An investigation into low-inertia grid stability with high injection of variable renewable energy sources

Abstract

As the world moves towards decarbonising the energy sector, variable renewable energy sources (VRES) are seen as an integral part of the transition. Much has been researched about the different forms of VRES, which are also known as inverter-based resources (IBR), and of the challenges of integrating them into pre-existing grid infrastructure. Nevertheless, the complex dynamics and impacts on grid stability, particularly within low-inertia grids, are case-specific and so warrant continued attention. This research analyses the specific response of one such grid, on Rakiura Stewart Island of Aotearoa New Zealand, to increasing solar photovoltaic capacity. Issues such as generator motoring and voltage rise are encountered, which suggest that the grid would also see frequency rises. As the capacity of VRES penetration increases, the effects are enhanced. Comparing the results show that negative effects are overall better mitigated by using a decentralised approach, as this offers more even distribution of the generation burden, lower line voltage drops, decreased line losses, and greater line loading reductions.
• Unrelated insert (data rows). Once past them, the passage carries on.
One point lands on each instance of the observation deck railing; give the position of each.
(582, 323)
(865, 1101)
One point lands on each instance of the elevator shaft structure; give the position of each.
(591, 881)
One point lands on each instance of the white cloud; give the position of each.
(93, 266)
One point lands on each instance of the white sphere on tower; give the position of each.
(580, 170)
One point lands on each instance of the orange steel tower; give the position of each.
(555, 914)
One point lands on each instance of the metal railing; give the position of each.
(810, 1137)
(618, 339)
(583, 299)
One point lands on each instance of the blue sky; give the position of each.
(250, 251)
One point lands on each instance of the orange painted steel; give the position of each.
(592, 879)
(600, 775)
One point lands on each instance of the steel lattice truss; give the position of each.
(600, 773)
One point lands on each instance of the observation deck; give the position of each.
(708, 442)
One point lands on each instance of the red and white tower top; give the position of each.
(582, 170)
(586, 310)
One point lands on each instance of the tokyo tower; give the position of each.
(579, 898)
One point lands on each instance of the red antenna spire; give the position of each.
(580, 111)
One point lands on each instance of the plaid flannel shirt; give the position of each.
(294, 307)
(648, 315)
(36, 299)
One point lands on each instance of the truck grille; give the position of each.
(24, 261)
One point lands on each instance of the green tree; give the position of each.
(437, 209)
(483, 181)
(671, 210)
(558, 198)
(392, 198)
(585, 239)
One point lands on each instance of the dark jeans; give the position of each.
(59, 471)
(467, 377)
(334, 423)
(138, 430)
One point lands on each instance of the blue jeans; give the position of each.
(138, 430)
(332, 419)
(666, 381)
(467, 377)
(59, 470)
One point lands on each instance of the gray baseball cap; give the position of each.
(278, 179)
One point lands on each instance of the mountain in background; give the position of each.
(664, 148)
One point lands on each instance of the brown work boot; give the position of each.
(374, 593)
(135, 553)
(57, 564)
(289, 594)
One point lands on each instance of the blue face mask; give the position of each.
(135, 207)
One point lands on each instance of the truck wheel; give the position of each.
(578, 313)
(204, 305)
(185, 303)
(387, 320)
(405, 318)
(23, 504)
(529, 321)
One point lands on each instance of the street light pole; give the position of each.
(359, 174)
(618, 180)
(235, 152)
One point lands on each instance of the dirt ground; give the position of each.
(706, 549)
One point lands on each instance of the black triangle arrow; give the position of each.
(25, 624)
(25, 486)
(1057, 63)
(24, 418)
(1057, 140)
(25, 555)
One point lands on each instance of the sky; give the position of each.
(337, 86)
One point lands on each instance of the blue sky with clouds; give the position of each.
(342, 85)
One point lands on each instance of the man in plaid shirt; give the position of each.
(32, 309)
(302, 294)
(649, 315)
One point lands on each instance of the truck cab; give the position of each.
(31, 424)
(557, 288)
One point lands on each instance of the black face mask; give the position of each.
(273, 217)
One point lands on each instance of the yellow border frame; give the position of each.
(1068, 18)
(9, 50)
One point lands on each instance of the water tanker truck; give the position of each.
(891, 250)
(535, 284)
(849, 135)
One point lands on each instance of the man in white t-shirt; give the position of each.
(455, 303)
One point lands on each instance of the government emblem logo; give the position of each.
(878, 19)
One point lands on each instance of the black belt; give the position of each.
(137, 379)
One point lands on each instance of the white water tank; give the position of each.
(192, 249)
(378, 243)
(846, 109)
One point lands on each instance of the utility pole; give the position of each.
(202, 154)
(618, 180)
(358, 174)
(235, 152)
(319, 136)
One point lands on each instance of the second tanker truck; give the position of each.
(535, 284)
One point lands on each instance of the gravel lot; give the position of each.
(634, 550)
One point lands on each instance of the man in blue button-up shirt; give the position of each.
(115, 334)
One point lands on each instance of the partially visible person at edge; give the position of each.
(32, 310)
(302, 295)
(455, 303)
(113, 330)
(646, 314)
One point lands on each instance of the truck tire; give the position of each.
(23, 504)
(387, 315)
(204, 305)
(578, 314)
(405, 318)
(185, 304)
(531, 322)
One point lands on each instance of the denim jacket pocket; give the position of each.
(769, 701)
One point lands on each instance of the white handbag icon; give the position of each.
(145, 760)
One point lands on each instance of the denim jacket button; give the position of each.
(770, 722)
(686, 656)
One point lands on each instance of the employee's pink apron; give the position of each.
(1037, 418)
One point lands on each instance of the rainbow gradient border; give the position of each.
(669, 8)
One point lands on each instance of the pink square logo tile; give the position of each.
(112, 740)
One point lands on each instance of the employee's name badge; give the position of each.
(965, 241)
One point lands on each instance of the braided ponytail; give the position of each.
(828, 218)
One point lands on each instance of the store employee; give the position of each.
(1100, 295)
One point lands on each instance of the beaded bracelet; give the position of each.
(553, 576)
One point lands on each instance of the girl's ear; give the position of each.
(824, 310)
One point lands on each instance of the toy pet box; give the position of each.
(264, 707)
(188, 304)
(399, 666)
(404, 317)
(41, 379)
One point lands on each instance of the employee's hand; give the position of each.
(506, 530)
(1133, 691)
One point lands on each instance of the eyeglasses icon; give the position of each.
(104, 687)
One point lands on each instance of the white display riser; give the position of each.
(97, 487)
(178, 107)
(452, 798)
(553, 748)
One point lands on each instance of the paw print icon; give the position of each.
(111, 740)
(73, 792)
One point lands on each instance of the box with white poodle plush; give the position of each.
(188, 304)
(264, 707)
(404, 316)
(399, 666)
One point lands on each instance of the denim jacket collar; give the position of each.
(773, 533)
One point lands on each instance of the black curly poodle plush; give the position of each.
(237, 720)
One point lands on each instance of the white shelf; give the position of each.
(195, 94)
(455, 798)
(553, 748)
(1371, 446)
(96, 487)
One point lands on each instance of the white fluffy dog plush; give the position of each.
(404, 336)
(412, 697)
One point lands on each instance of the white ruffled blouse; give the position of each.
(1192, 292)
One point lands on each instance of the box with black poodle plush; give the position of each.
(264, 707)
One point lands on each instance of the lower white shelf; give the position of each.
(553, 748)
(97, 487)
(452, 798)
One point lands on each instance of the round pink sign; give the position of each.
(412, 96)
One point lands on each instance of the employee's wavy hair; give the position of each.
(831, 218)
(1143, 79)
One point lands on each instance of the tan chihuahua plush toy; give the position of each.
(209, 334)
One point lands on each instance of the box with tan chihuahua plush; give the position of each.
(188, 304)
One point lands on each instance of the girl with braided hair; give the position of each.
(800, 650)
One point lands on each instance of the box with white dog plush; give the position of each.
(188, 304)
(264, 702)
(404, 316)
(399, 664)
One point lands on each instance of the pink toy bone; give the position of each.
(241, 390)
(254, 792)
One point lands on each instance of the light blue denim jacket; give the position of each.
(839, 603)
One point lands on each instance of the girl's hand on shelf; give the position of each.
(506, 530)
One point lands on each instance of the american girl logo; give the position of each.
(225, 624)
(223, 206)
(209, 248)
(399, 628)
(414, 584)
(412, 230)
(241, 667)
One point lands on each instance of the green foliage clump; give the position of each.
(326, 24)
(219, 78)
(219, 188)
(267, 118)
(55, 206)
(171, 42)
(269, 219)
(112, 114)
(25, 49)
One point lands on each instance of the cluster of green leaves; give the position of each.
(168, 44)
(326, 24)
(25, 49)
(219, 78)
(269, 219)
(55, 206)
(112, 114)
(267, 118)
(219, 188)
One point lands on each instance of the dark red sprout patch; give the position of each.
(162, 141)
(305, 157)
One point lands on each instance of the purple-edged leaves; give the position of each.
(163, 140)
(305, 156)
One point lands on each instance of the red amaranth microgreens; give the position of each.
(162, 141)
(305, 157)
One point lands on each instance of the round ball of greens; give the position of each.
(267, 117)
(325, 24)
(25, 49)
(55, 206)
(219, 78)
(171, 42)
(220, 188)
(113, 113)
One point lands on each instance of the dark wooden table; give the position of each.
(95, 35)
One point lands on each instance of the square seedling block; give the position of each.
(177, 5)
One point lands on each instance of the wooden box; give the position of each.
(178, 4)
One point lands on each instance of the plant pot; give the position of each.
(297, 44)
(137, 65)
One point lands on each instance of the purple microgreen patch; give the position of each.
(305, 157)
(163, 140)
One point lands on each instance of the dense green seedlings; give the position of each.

Decentralised systems also have the advantage when it comes to decreasing loading on diesel generators in the grid, reducing fuel use and lengthening the lifespan of the generators. In exchange for these benefits, however, decentralised installations introduce higher node voltages and increase coordination complexity for seamless operation. Subsequent investigations should focus on the strategic integration of energy storage and power electronics, including flexible alternating current transmission system (FACTS) devices and static synchronous compensators (STATCOMs).